Desde que asumió la presidencia en 2019, Bukele ha desmantelado las instituciones democráticas, cooptando al aparato de justicia, lo cual ha facilitado la violación generalizada de los derechos humanos en El Salvador.

En mayo de 2021, la Asamblea Legislativa destituyó en forma sumaria y sustituyó a los cinco magistrados de la Sala de lo Constitucional de la Corte Suprema, así como al fiscal general. Al poco tiempo de ser nombrados, en septiembre, los jueces de Sala de lo Constitucional de la Corte Suprema emitieron una sentencia permitiendo que el presidente Bukele se postulara a la reelección, pese a una prohibición constitucional a la reelección presidencial inmediata. Los legisladores también promulgaron leyes que destituyeron a cientos de fiscales y jueces de instancias inferiores, agravando así el debilitamiento de la independencia judicial.

La libertad de expresión y de asociación se ha deteriorado seriamente durante el gobierno de Bukele. Periodistas y defensores de derechos humanos han sido blanco de acoso, vigilancia digital y física y agresiones en respuesta a su cobertura de denuncias de corrupción, concentración de poder y criminalidad organizada.

El desmantelamiento del Estado de derecho en El Salvador coincide con una tendencia regional preocupante. Además de los regímenes claramente autoritarios de Cuba, Nicaragua y Venezuela, nos preocupa profundamente la situación de países donde líderes electos democráticamente, una vez en el poder, dan la espalda las garantías democráticas como la independencia judicial y arremeten contra la prensa independiente y la sociedad civil. Gobernantes latinoamericanos de todo el espectro ideológico han seguido el mismo libreto autoritario.  

Este escenario debería ser una señal de alarma para que el Congreso de Estados Unidos y la administración Biden prioricen la protección del Estado de derecho en las Américas.

Estados Unidos ha adoptado medidas importantes para defender el Estado de derecho en Centroamérica, como la inmovilización de activos y la suspensión de visas a personas implicadas en hechos de corrupción y violaciones de derechos humanos. USAID también reorientó la asistencia inicialmente destinada a la Policía Nacional y el Instituto de Acceso a la Información Pública de El Salvador hacia organizaciones de la sociedad civil y de derechos humanos.

No obstante, Estados Unidos puede y debe tomar medidas más contundentes. Debe transmitir un mensaje claro que indique que no será aliado de gobiernos que no respeten la independencia judicial, y que adoptará medidas, incluyendo la suspensión de ayuda militar de ser necesario, si continúan los ataques a la justicia y las violaciones generalizadas de derechos humanos como las que se están cometiendo en El Salvador.

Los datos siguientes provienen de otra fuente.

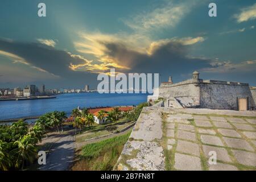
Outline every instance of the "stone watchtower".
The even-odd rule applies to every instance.
[[[168,82],[170,83],[170,84],[173,84],[172,82],[172,77],[171,76],[169,77],[169,80],[168,80]]]
[[[192,79],[199,80],[199,74],[200,73],[198,72],[197,72],[196,71],[193,72],[193,76],[192,76]]]

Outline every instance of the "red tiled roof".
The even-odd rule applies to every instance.
[[[129,110],[133,110],[133,107],[128,106],[128,107],[118,107],[119,110],[121,111],[128,111]],[[101,110],[104,110],[106,112],[109,112],[113,110],[114,107],[105,107],[105,108],[99,108],[99,109],[89,109],[89,113],[93,114],[94,115],[97,116],[98,113]]]

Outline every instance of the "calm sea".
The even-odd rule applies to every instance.
[[[71,113],[73,109],[137,105],[147,101],[146,94],[99,94],[98,92],[57,95],[56,98],[0,101],[0,120],[35,117],[57,110]]]

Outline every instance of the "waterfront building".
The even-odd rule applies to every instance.
[[[118,107],[119,110],[121,111],[122,114],[125,112],[129,112],[133,110],[133,106],[120,106]],[[89,109],[89,113],[93,114],[94,117],[94,120],[98,124],[102,124],[106,122],[106,118],[108,116],[108,112],[111,111],[114,109],[114,107],[102,107],[102,108],[96,108],[96,109]],[[106,113],[105,114],[105,117],[102,119],[98,118],[98,113],[100,111],[103,110]]]
[[[24,97],[30,97],[32,96],[31,94],[31,90],[29,86],[26,86],[23,89],[23,96]]]
[[[44,95],[46,93],[46,86],[44,84],[42,84],[39,88],[39,92],[41,95]]]
[[[17,91],[16,91],[15,95],[17,97],[23,96],[23,90],[17,90]]]
[[[89,85],[85,85],[85,86],[84,87],[84,91],[89,92]]]

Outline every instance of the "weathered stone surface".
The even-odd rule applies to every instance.
[[[179,140],[176,150],[183,153],[200,156],[199,146],[196,143]]]
[[[205,144],[214,144],[219,146],[224,146],[220,138],[216,136],[201,135],[201,140],[203,143]]]
[[[246,121],[251,124],[256,125],[256,119],[246,119]]]
[[[198,132],[201,134],[215,135],[216,133],[212,129],[198,129]]]
[[[173,122],[175,119],[184,119],[187,120],[189,119],[193,119],[193,117],[191,114],[169,114],[167,119],[167,122]]]
[[[228,119],[232,123],[246,123],[246,122],[242,118],[228,118]]]
[[[218,129],[218,131],[224,136],[241,138],[239,133],[233,130]]]
[[[183,130],[179,130],[177,131],[177,138],[193,141],[195,141],[196,140],[196,134],[195,133]]]
[[[149,111],[147,108],[143,109],[130,137],[144,141],[160,139],[163,136],[160,112],[157,110]],[[148,114],[142,114],[147,111],[148,111]]]
[[[191,122],[188,121],[187,119],[175,119],[174,122],[176,123],[183,123],[187,125],[189,125],[191,123]]]
[[[245,140],[227,137],[223,137],[223,139],[229,147],[254,151],[253,148]]]
[[[210,156],[209,155],[209,152],[210,151],[215,151],[217,154],[217,160],[227,162],[232,162],[231,159],[228,154],[228,151],[224,148],[203,145],[203,150],[205,157],[208,159],[210,157]]]
[[[247,138],[256,139],[256,132],[243,131],[243,134],[246,136]]]
[[[226,118],[224,117],[217,117],[214,116],[210,117],[210,119],[213,121],[221,121],[221,122],[227,122]]]
[[[256,140],[251,140],[251,142],[254,144],[254,146],[256,147]]]
[[[209,121],[207,120],[196,120],[195,122],[197,126],[201,127],[212,127],[212,125]]]
[[[134,158],[126,160],[132,168],[137,170],[164,170],[164,156],[163,148],[156,142],[131,141],[126,146],[123,155],[137,152]]]
[[[195,127],[189,125],[179,124],[178,129],[189,131],[195,131]]]
[[[201,170],[200,158],[188,155],[175,153],[174,167],[179,170]]]
[[[238,163],[246,166],[256,167],[256,154],[236,150],[232,150]]]
[[[208,120],[208,118],[205,115],[197,115],[193,116],[195,120]]]
[[[168,129],[166,131],[167,137],[174,137],[174,130]]]
[[[233,129],[232,126],[230,125],[229,123],[223,122],[217,122],[217,121],[213,121],[213,125],[214,125],[217,127],[222,127],[225,129]]]
[[[255,131],[255,129],[249,125],[245,124],[233,124],[238,130]]]
[[[174,139],[168,139],[167,140],[168,144],[175,144],[176,143],[176,140]]]
[[[167,123],[166,127],[168,129],[174,129],[174,128],[175,127],[175,123]]]
[[[238,171],[236,166],[217,163],[216,165],[209,165],[209,171]]]

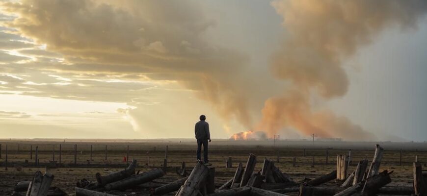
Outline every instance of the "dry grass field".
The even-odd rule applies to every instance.
[[[42,172],[50,170],[54,175],[53,186],[56,186],[74,195],[74,187],[78,180],[86,178],[96,180],[95,174],[99,172],[107,174],[119,171],[126,167],[123,162],[129,146],[130,159],[137,160],[137,170],[144,172],[152,168],[161,168],[165,157],[165,149],[168,146],[167,174],[158,181],[169,182],[179,178],[175,168],[185,161],[187,168],[196,163],[196,145],[191,140],[149,141],[3,141],[1,144],[1,159],[0,160],[0,195],[10,195],[15,185],[19,181],[31,180],[37,170]],[[18,145],[19,144],[19,151]],[[241,162],[244,166],[250,153],[257,155],[256,171],[261,169],[265,157],[274,161],[275,165],[289,174],[296,181],[305,178],[313,178],[336,169],[336,155],[348,154],[351,149],[353,160],[349,171],[354,170],[357,163],[367,158],[373,158],[374,143],[293,142],[281,141],[275,145],[272,141],[214,141],[210,144],[210,162],[215,168],[215,184],[224,183],[234,174],[235,167]],[[49,161],[53,159],[53,149],[54,145],[55,160],[59,158],[59,146],[61,146],[61,164],[50,168]],[[77,164],[74,164],[74,145],[77,145]],[[381,169],[394,171],[392,174],[392,184],[411,185],[413,180],[412,162],[415,156],[422,164],[427,162],[427,144],[383,143],[379,144],[385,149]],[[8,167],[5,170],[5,147],[8,147]],[[90,145],[92,145],[92,160],[89,161]],[[107,146],[107,160],[105,160],[105,146]],[[30,147],[32,146],[32,159],[30,159]],[[39,166],[35,166],[35,147],[38,147]],[[304,154],[304,149],[305,155]],[[326,149],[329,154],[326,161]],[[402,149],[402,164],[399,165],[400,149]],[[279,161],[277,161],[278,155]],[[225,168],[225,161],[231,157],[234,168]],[[293,166],[294,157],[296,158],[296,166]],[[313,166],[314,157],[315,164]],[[26,163],[26,160],[27,163]],[[22,169],[18,171],[20,167]],[[426,167],[426,168],[427,168]],[[329,183],[333,183],[334,182]],[[146,193],[148,194],[148,192]],[[132,194],[129,195],[132,195]]]

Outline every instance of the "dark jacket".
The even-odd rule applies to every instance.
[[[196,135],[196,139],[198,140],[210,140],[209,124],[204,121],[199,121],[196,123],[196,126],[194,127],[194,133]]]

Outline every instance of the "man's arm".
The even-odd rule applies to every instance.
[[[208,139],[211,140],[211,133],[209,132],[209,123],[206,122],[206,125],[205,125],[205,130],[206,131],[206,135],[208,136]]]

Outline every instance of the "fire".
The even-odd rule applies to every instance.
[[[230,137],[234,140],[249,140],[252,139],[265,139],[266,134],[262,131],[247,131],[235,133]]]

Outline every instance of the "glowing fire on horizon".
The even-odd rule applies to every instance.
[[[247,131],[235,133],[230,137],[234,140],[265,140],[266,133],[262,131]]]

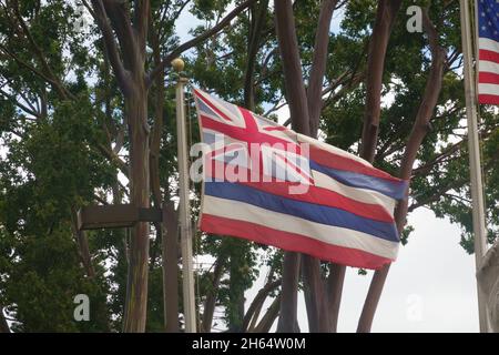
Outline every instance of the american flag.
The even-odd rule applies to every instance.
[[[499,0],[477,0],[478,102],[499,104]]]
[[[207,145],[202,231],[356,267],[396,258],[406,181],[204,91],[194,98]]]

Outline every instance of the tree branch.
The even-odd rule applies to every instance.
[[[428,81],[426,83],[425,94],[422,97],[421,104],[419,105],[419,110],[416,115],[413,131],[409,135],[409,140],[406,145],[406,151],[404,153],[400,165],[399,176],[404,180],[410,179],[417,152],[428,132],[429,121],[432,116],[434,110],[438,102],[438,98],[440,95],[444,67],[447,58],[445,49],[438,44],[438,33],[428,17],[427,9],[425,9],[422,13],[422,26],[426,33],[428,34],[428,42],[431,49],[431,68],[428,75]],[[408,195],[406,195],[403,201],[399,201],[395,210],[395,221],[399,233],[401,233],[404,226],[406,225],[407,212]],[[363,313],[358,322],[357,332],[359,333],[366,333],[370,331],[376,307],[378,305],[379,297],[381,296],[383,287],[388,275],[389,267],[390,264],[387,264],[380,270],[377,270],[374,274],[366,301],[364,303]]]
[[[159,75],[164,68],[172,62],[175,58],[177,58],[180,54],[185,52],[186,50],[200,44],[207,38],[212,37],[213,34],[218,33],[222,29],[224,29],[226,26],[228,26],[236,16],[238,16],[241,12],[243,12],[247,7],[253,4],[256,0],[246,0],[238,4],[234,10],[232,10],[222,21],[220,21],[216,26],[211,28],[210,30],[203,32],[196,38],[193,38],[192,40],[179,45],[176,49],[174,49],[170,54],[163,58],[160,65],[155,67],[146,79],[146,87],[149,88],[152,82],[154,81],[154,78]]]
[[[380,0],[378,2],[376,22],[370,38],[367,60],[366,111],[360,146],[360,156],[369,162],[374,160],[378,139],[386,50],[400,4],[401,0]]]

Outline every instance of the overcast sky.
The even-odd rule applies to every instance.
[[[336,13],[330,27],[333,32],[339,30],[340,20],[342,13]],[[191,38],[189,30],[196,23],[196,19],[184,11],[177,22],[182,41]],[[279,118],[288,118],[286,109],[281,110]],[[437,219],[427,209],[415,211],[408,223],[415,232],[391,265],[373,332],[478,332],[475,257],[459,245],[459,227],[448,220]],[[258,292],[264,277],[262,272],[261,280],[246,293],[248,302]],[[339,332],[356,331],[371,277],[373,272],[359,276],[357,270],[347,270]],[[302,331],[307,331],[303,295],[298,322]]]
[[[332,30],[338,30],[340,16],[335,16]],[[197,23],[186,11],[177,33],[182,41],[191,38],[189,30]],[[281,116],[287,118],[286,109]],[[0,155],[4,149],[0,146]],[[475,282],[475,258],[459,246],[460,231],[448,220],[436,219],[427,209],[409,216],[415,232],[409,244],[400,248],[398,261],[390,268],[373,324],[373,332],[478,332],[478,308]],[[265,273],[246,293],[253,300]],[[339,314],[339,332],[355,332],[373,272],[367,276],[347,270]],[[307,331],[303,296],[298,322]]]

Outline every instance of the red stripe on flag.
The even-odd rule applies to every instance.
[[[207,163],[207,162],[206,162]],[[378,204],[364,203],[349,199],[332,190],[303,185],[302,189],[308,189],[303,194],[291,194],[291,189],[297,190],[299,183],[288,181],[276,181],[275,178],[265,176],[262,171],[259,175],[255,171],[248,171],[245,168],[237,166],[227,169],[227,164],[212,160],[211,169],[205,169],[205,178],[212,178],[213,181],[223,180],[246,185],[274,195],[287,197],[295,201],[315,203],[324,206],[340,209],[361,217],[379,222],[393,223],[394,217],[383,206]],[[204,165],[207,166],[206,164]],[[252,174],[253,173],[253,174]],[[265,180],[264,180],[265,179]],[[244,180],[244,181],[238,181]]]
[[[487,71],[480,71],[478,73],[478,82],[481,84],[498,84],[499,85],[499,74],[489,73]]]
[[[365,165],[354,159],[348,159],[346,156],[335,154],[329,151],[315,148],[313,145],[310,145],[310,159],[320,165],[332,169],[345,170],[353,173],[380,178],[394,182],[403,181],[374,166]]]
[[[213,111],[215,111],[218,115],[221,115],[224,120],[227,121],[233,121],[230,116],[227,116],[224,112],[222,112],[217,106],[215,106],[212,101],[210,101],[210,99],[206,99],[201,91],[194,89],[194,93],[197,95],[197,98],[200,98],[200,100],[202,100],[205,104],[207,104],[210,106],[210,109],[212,109]]]
[[[483,104],[499,104],[499,95],[479,94],[478,103]]]
[[[200,229],[206,233],[232,235],[286,251],[301,252],[333,263],[377,270],[393,261],[356,248],[327,244],[301,234],[269,229],[256,223],[220,217],[201,216]]]
[[[480,60],[488,60],[490,62],[499,63],[499,53],[495,51],[480,49],[479,58]]]

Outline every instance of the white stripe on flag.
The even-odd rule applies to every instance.
[[[309,239],[395,260],[399,243],[367,233],[310,222],[288,214],[265,210],[248,203],[204,195],[203,213],[264,225]]]
[[[488,60],[480,60],[478,62],[478,68],[480,69],[480,72],[489,72],[489,73],[496,73],[499,74],[499,64],[488,61]]]
[[[360,189],[360,187],[352,187],[345,185],[335,179],[327,176],[316,170],[312,171],[312,176],[314,178],[315,185],[317,187],[327,189],[344,195],[345,197],[363,202],[369,204],[377,204],[386,210],[389,215],[394,215],[394,209],[396,201],[389,196],[384,195],[377,191]]]
[[[359,162],[359,163],[361,163],[365,166],[373,168],[373,165],[369,164],[368,161],[361,159],[360,156],[357,156],[357,155],[348,153],[348,152],[346,152],[344,150],[340,150],[339,148],[336,148],[334,145],[329,145],[327,143],[320,142],[318,140],[315,140],[313,138],[309,138],[309,136],[301,134],[301,133],[296,133],[296,138],[297,138],[299,143],[308,143],[308,144],[314,145],[314,146],[316,146],[316,148],[318,148],[320,150],[330,152],[333,154],[342,155],[342,156],[347,158],[347,159],[355,160],[356,162]]]
[[[499,53],[499,42],[488,38],[480,37],[478,48]]]
[[[479,94],[499,95],[499,85],[497,84],[478,84]]]

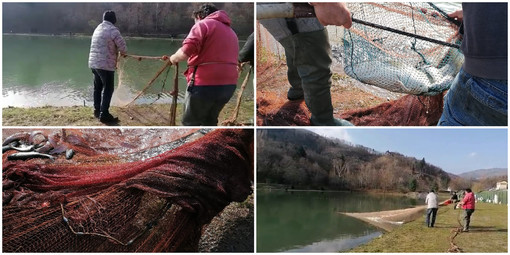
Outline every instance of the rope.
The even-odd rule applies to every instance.
[[[221,124],[224,126],[233,126],[236,123],[237,116],[239,115],[239,108],[241,106],[241,98],[243,96],[244,89],[246,88],[246,85],[248,84],[248,80],[250,78],[252,66],[248,69],[248,74],[246,74],[243,84],[241,85],[241,90],[239,91],[239,94],[237,95],[237,103],[236,108],[234,110],[234,113],[232,114],[232,117],[228,120],[223,121]]]
[[[103,237],[103,238],[106,238],[106,239],[109,239],[111,240],[112,242],[114,243],[117,243],[119,245],[122,245],[122,246],[128,246],[128,245],[131,245],[134,241],[136,241],[138,238],[140,238],[142,235],[144,235],[147,231],[149,231],[150,229],[152,229],[152,227],[154,225],[156,225],[158,223],[158,221],[163,218],[163,216],[165,215],[165,213],[168,211],[168,209],[170,209],[170,207],[172,206],[171,203],[169,203],[168,201],[164,204],[162,211],[159,213],[159,215],[157,215],[157,218],[149,223],[147,223],[145,225],[145,229],[140,231],[135,237],[133,237],[131,240],[127,241],[127,242],[122,242],[120,241],[119,239],[109,235],[108,233],[106,233],[105,231],[103,231],[104,234],[101,234],[101,233],[95,233],[95,232],[82,232],[82,231],[76,231],[74,230],[74,228],[71,226],[71,224],[69,223],[69,218],[66,217],[66,213],[65,213],[65,210],[64,210],[64,205],[61,203],[60,204],[60,208],[61,208],[61,211],[62,211],[62,220],[64,221],[64,223],[67,225],[67,227],[69,228],[69,230],[71,230],[71,232],[75,235],[79,235],[79,236],[85,236],[85,235],[88,235],[88,236],[99,236],[99,237]]]
[[[436,10],[437,12],[439,12],[441,14],[441,16],[443,16],[443,18],[445,18],[446,20],[450,21],[451,23],[455,24],[456,26],[460,27],[460,25],[462,25],[460,23],[460,21],[448,16],[448,14],[446,14],[446,12],[444,12],[443,10],[441,10],[439,7],[437,7],[437,5],[435,5],[434,3],[430,3],[430,2],[427,2],[430,7],[434,8],[434,10]]]
[[[295,5],[296,4],[294,4],[294,6]],[[300,17],[315,17],[315,11],[313,9],[313,6],[311,6],[311,5],[308,5],[308,7],[300,6],[299,9],[300,10],[304,10],[303,16],[301,16],[301,14],[300,14]],[[375,23],[359,20],[359,19],[356,19],[356,18],[352,18],[352,22],[356,22],[358,24],[362,24],[362,25],[365,25],[365,26],[373,27],[373,28],[378,28],[378,29],[386,30],[386,31],[389,31],[389,32],[392,32],[392,33],[396,33],[396,34],[400,34],[400,35],[404,35],[404,36],[408,36],[408,37],[413,37],[413,38],[420,39],[420,40],[427,41],[427,42],[431,42],[431,43],[436,43],[436,44],[440,44],[440,45],[444,45],[444,46],[448,46],[448,47],[452,47],[452,48],[456,48],[456,49],[460,48],[460,46],[457,45],[457,44],[453,44],[453,43],[449,43],[449,42],[443,42],[443,41],[432,39],[432,38],[429,38],[429,37],[425,37],[425,36],[421,36],[421,35],[417,35],[417,34],[413,34],[413,33],[408,33],[408,32],[402,31],[402,30],[398,30],[398,29],[394,29],[394,28],[386,27],[386,26],[381,26],[381,25],[378,25],[378,24],[375,24]]]
[[[170,126],[175,126],[175,116],[177,112],[177,96],[179,94],[179,65],[175,65],[174,90],[172,93],[172,106],[170,106]]]
[[[131,55],[131,54],[123,54],[122,57],[124,57],[124,58],[126,58],[126,57],[135,58],[135,59],[138,59],[138,61],[141,61],[143,59],[157,59],[157,60],[161,60],[161,57],[140,56],[140,55]]]
[[[416,35],[416,34],[408,33],[408,32],[397,30],[397,29],[393,29],[391,27],[381,26],[381,25],[374,24],[374,23],[371,23],[371,22],[367,22],[367,21],[363,21],[363,20],[359,20],[359,19],[355,19],[355,18],[352,18],[352,21],[356,22],[356,23],[359,23],[359,24],[362,24],[362,25],[365,25],[365,26],[369,26],[369,27],[373,27],[373,28],[378,28],[378,29],[386,30],[386,31],[389,31],[389,32],[392,32],[392,33],[396,33],[396,34],[400,34],[400,35],[404,35],[404,36],[408,36],[408,37],[413,37],[413,38],[420,39],[420,40],[423,40],[423,41],[427,41],[427,42],[431,42],[431,43],[435,43],[435,44],[440,44],[440,45],[452,47],[452,48],[455,48],[455,49],[459,49],[460,48],[460,46],[457,45],[457,44],[453,44],[453,43],[449,43],[449,42],[443,42],[443,41],[432,39],[432,38],[429,38],[429,37],[425,37],[425,36],[421,36],[421,35]]]

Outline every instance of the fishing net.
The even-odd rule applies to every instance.
[[[174,91],[175,66],[167,65],[161,57],[126,55],[118,58],[118,87],[112,104],[171,103]],[[181,81],[186,84],[186,82]],[[184,92],[184,91],[183,91]],[[180,92],[179,99],[184,98]]]
[[[431,3],[349,3],[346,74],[393,92],[436,95],[449,89],[463,55],[458,26]],[[421,37],[422,39],[419,39]]]
[[[252,192],[253,152],[252,129],[225,129],[131,162],[4,155],[3,251],[196,251],[202,227]]]
[[[118,59],[118,87],[113,93],[112,105],[121,107],[120,111],[145,125],[175,126],[176,119],[181,117],[177,114],[177,104],[184,101],[187,89],[179,67],[159,56],[128,54]],[[240,71],[238,83],[241,85],[225,107],[226,116],[221,116],[220,123],[224,126],[252,125],[244,116],[251,110],[248,109],[251,104],[246,102],[253,98],[245,92],[251,66],[243,66]],[[240,112],[244,115],[239,116]]]

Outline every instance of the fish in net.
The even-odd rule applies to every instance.
[[[216,130],[144,160],[3,157],[4,252],[196,251],[202,228],[252,192],[253,130]]]
[[[458,25],[432,3],[349,3],[342,60],[350,77],[413,95],[450,88],[461,68]],[[338,50],[338,48],[337,48]]]

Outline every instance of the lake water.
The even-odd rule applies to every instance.
[[[181,46],[182,40],[126,38],[126,43],[129,54],[170,56]],[[240,42],[241,46],[243,44],[244,42]],[[92,106],[93,75],[88,68],[89,49],[90,37],[86,36],[3,35],[2,107],[83,104]],[[117,90],[118,79],[116,78],[116,92],[112,100],[114,105],[117,93],[123,92],[124,98],[132,99],[148,83],[162,65],[161,62],[153,62],[150,68],[137,70],[143,72],[137,73],[137,76],[149,78],[130,84],[132,87]],[[180,63],[179,67],[181,73],[179,98],[182,99],[186,89],[186,80],[182,72],[186,64]],[[172,70],[168,75],[166,90],[173,87],[173,75]],[[241,78],[244,76],[243,73]],[[159,92],[161,92],[161,86],[154,84],[143,98],[137,100],[137,103],[171,102],[171,96],[168,93],[160,94]],[[253,100],[252,80],[246,87],[244,97]],[[233,100],[235,98],[233,97]]]
[[[394,210],[417,203],[393,195],[257,190],[257,251],[349,250],[382,235],[382,231],[338,212]]]

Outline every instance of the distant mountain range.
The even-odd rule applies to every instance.
[[[458,176],[465,179],[478,180],[487,177],[508,176],[508,168],[489,168],[478,169],[465,173],[458,174]]]
[[[305,129],[257,130],[257,182],[339,190],[446,189],[443,169],[398,152],[378,152]]]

También es necesario ejercer presión multilateral, en coordinación con los gobiernos de América Latina preocupados por la situación de derechos humanos, para impulsar mecanismos que aseguren una mayor supervisión de préstamos existentes y de otros nuevos, de manera tal que contribuyan a proteger los derechos humanos.

Es necesario que los funcionarios estadounidenses, incluyendo aquellos en las más altas instancias, denuncien enérgica y públicamente, sin demoras, los abusos como los que he descrito. Los líderes latinoamericanos que avasallen el Estado de derecho deben saber que Estados Unidos está dispuesto a liderar una respuesta enmarcada en la protección de derechos fundamentales y la democracia.